The unique, sculptural “Mushroom House” located in Perinton, near Rochester, has been an attention grabber since it was built in the early 1970s. If you watched the way cars slow down to catch a glimpse of it, you’d think it was the World’s Largest Ball of Twine or a herd of Romulus white deer. Its funky connected “pods” were designed to resemble the flowers and stems of Queen Anne’s lace, although to outside observers they look like mushrooms. Today, this unusual landmark at 142 Park Road is for sale. Here’s its story.
Umbels and pedicels
In 1969, Robert and Marguerite Antell, an attorney and artist, respectively, bought property next to Powder Mill Park, known for its steep hillsides, creekside meadows and wetlands. It’s an oasis in the suburban rush of nearby Route 96.
Marguerite wanted her home to be personal and meaningful – full of natural beauty and sunlight, free from constraint and intimate with art. To interpret her vision, she and Robert selected Rochester architect James. H. Johnson. A graduate of the University of Oklahoma, Johnson had studied with Professor Bruce Goff, known for combining unusual materials in unexpected ways to create buildings that were futuristic and plantlike.

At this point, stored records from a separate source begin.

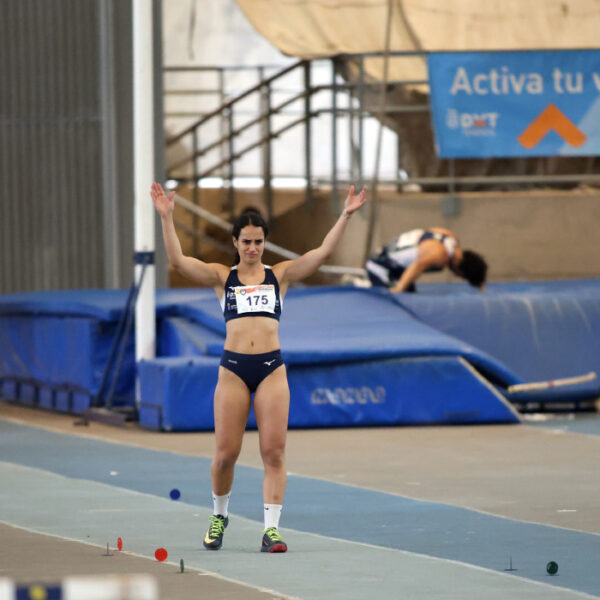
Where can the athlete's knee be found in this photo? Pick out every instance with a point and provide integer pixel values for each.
(274, 456)
(225, 459)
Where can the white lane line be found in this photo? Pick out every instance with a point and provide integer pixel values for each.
(386, 549)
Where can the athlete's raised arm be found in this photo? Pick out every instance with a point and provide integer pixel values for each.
(305, 265)
(205, 274)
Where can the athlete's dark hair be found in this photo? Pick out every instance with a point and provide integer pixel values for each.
(249, 216)
(473, 268)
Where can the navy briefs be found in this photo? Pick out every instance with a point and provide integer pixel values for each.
(252, 369)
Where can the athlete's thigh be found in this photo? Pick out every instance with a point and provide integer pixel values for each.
(231, 409)
(272, 407)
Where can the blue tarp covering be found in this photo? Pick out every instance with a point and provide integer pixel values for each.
(177, 394)
(540, 331)
(513, 333)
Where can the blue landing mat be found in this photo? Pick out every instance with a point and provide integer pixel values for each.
(514, 333)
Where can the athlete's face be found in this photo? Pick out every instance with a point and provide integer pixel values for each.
(251, 244)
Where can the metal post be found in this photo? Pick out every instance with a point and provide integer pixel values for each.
(109, 168)
(223, 119)
(361, 104)
(230, 174)
(307, 136)
(265, 99)
(334, 137)
(195, 195)
(143, 132)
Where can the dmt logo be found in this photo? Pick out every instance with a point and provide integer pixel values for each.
(472, 123)
(362, 395)
(551, 119)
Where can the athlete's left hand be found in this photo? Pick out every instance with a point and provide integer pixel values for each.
(354, 202)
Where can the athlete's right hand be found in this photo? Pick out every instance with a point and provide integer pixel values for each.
(164, 205)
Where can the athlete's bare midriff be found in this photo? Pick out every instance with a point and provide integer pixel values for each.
(252, 335)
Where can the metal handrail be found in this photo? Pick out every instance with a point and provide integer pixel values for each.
(217, 112)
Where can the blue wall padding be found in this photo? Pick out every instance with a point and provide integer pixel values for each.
(180, 337)
(540, 331)
(62, 351)
(177, 394)
(512, 333)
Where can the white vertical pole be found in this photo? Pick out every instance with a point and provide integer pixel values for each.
(143, 149)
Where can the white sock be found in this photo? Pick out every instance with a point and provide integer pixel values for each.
(272, 514)
(221, 504)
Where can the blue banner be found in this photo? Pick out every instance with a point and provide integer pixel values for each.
(525, 103)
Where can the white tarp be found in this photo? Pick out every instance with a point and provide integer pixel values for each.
(317, 28)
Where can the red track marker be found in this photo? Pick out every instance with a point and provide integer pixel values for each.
(161, 554)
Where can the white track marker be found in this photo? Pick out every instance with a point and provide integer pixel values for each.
(544, 385)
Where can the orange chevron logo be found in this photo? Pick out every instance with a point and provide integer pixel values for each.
(551, 119)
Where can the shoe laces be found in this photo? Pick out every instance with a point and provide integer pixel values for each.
(217, 526)
(273, 534)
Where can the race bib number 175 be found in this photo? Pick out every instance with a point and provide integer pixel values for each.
(255, 298)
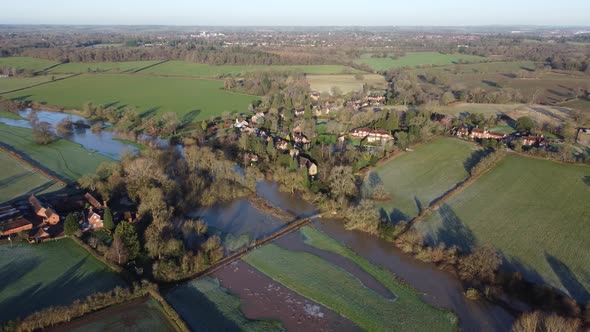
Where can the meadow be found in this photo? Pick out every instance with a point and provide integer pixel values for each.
(103, 67)
(27, 63)
(205, 306)
(15, 83)
(66, 159)
(18, 179)
(141, 315)
(182, 68)
(535, 212)
(48, 274)
(337, 289)
(415, 178)
(154, 95)
(416, 59)
(346, 83)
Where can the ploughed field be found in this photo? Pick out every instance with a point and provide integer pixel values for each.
(536, 212)
(415, 178)
(416, 59)
(194, 98)
(64, 158)
(328, 273)
(17, 179)
(48, 274)
(144, 314)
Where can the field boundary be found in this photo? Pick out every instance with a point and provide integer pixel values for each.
(38, 84)
(22, 158)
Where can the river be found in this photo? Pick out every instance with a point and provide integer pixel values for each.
(103, 142)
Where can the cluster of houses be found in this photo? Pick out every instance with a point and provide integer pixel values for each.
(478, 133)
(372, 135)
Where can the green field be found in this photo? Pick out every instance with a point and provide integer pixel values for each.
(205, 306)
(66, 159)
(346, 83)
(330, 285)
(536, 212)
(14, 83)
(202, 98)
(141, 315)
(17, 179)
(103, 67)
(414, 179)
(48, 274)
(181, 68)
(416, 59)
(29, 63)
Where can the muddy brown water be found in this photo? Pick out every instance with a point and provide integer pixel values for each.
(439, 288)
(264, 298)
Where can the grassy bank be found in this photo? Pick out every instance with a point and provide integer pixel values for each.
(205, 306)
(535, 212)
(48, 274)
(66, 159)
(325, 283)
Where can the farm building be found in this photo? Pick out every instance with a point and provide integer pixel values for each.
(12, 221)
(49, 216)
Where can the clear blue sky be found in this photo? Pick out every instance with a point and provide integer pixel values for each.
(298, 12)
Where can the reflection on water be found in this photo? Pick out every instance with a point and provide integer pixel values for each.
(102, 142)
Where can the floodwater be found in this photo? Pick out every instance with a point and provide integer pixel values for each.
(264, 298)
(102, 142)
(439, 288)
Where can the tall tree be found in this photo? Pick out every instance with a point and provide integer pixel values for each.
(70, 224)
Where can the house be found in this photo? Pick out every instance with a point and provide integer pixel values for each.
(94, 220)
(462, 131)
(12, 221)
(49, 216)
(379, 135)
(93, 201)
(360, 132)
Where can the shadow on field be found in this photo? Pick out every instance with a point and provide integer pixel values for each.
(452, 231)
(198, 311)
(568, 279)
(475, 158)
(73, 284)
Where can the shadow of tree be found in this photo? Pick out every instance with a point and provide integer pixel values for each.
(73, 284)
(453, 231)
(568, 279)
(200, 313)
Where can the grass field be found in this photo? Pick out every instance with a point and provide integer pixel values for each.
(414, 179)
(536, 212)
(29, 63)
(53, 273)
(330, 285)
(63, 157)
(415, 59)
(205, 306)
(201, 98)
(142, 315)
(181, 68)
(14, 83)
(17, 179)
(103, 67)
(346, 83)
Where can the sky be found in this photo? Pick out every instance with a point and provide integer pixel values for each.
(298, 12)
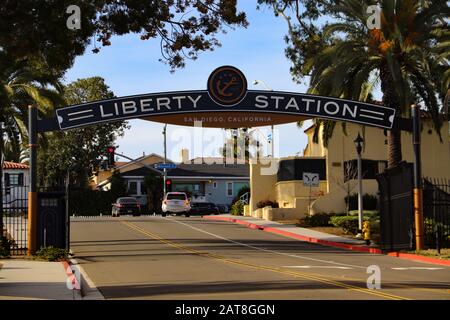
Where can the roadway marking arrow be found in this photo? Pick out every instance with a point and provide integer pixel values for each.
(417, 268)
(323, 267)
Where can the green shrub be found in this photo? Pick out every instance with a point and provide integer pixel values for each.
(52, 254)
(237, 209)
(5, 247)
(348, 223)
(318, 220)
(267, 203)
(369, 202)
(240, 193)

Building it was an enormous undertaking. Four 80-ton pods and one balcony rest on variable-length concrete and steel stems that rise from a ravine. The stems vary in height from 14 to 20 feet, and taper up from 5 feet at ground level to 3 feet at the top. Johnson’s trademark was his use of earth forms and sand moldings; builders Peter Strong and William Ashton made the stems in molds they dug in the ground on the site.
That was the easy part. The problem was getting the pods to the top of the stems. “After several failed attempts, the decision was made to construct the pods in two parts, a bottom and a top,” says the Town of Perinton website. “The pod bases were formed in 30-foot ‘pie-pan’ molds of concrete and polyurethane. Lifted into place, they were reinforced with concrete and steel rods, and a rim of the same materials was added for stability. The tops were molded over a hill of sand, reinforced and insulated, and successfully moved into place. Steel and concrete floors connect the segments.”
On the inside
All of Johnson’s architecture, whether it’s a church or an office building, reflects a unified, integrated, artistic expression accomplished by using local Rochester artists, including potter and ceramist Marguerite Antell. In the Mushroom House, a banquet of art begins in the foyer with Marguerite’s hand-fashioned porcelain lighting fixtures and sculptured walls inlaid with colorful glass dots. They sparkle in the sunlight and shimmer in the moonlight.
There is no question that the three-bedroom, three-bathroom, 4,168-square-foot home is designed for entertaining. Throughout the decades the Mushroom House played host to benefit functions and private parties. On a tour of the home, I could picture men in leisure suits and women in large-floral-print dresses and platform shoes, meeting and greeting one another in groups that overflowed onto the patio pod that overlooks a tiered waterfall.
Throughout, the experimentation with geometric design works with the warm brown hues, textured walls, lampshades and the molded furniture that frames the lighter walls and ceilings.
Time for a change
The Antell’s sold their home in 1996, and since then it has had only two other owners. Current resident Steve Whitman is Marguerite’s nephew. In 2001, Whitman and his wife, Christine, commissioned original architect James Johnson to create a great-room addition overlooking a creek, waterfall and outdoor hot tub. It links to the original house by a Gaudi-inspired tunnel decorated with Marguerite’s tiles and the work of local artist and sculptor Pepsy Kettavong. The free-form tunnel and stairs are illuminated with tiny recessed lights like stars. Some claim that a stroll through this shimmering stretch takes years off your age. Stop into the guest bathroom for a look in a mirror framed in red glass and decide for yourself.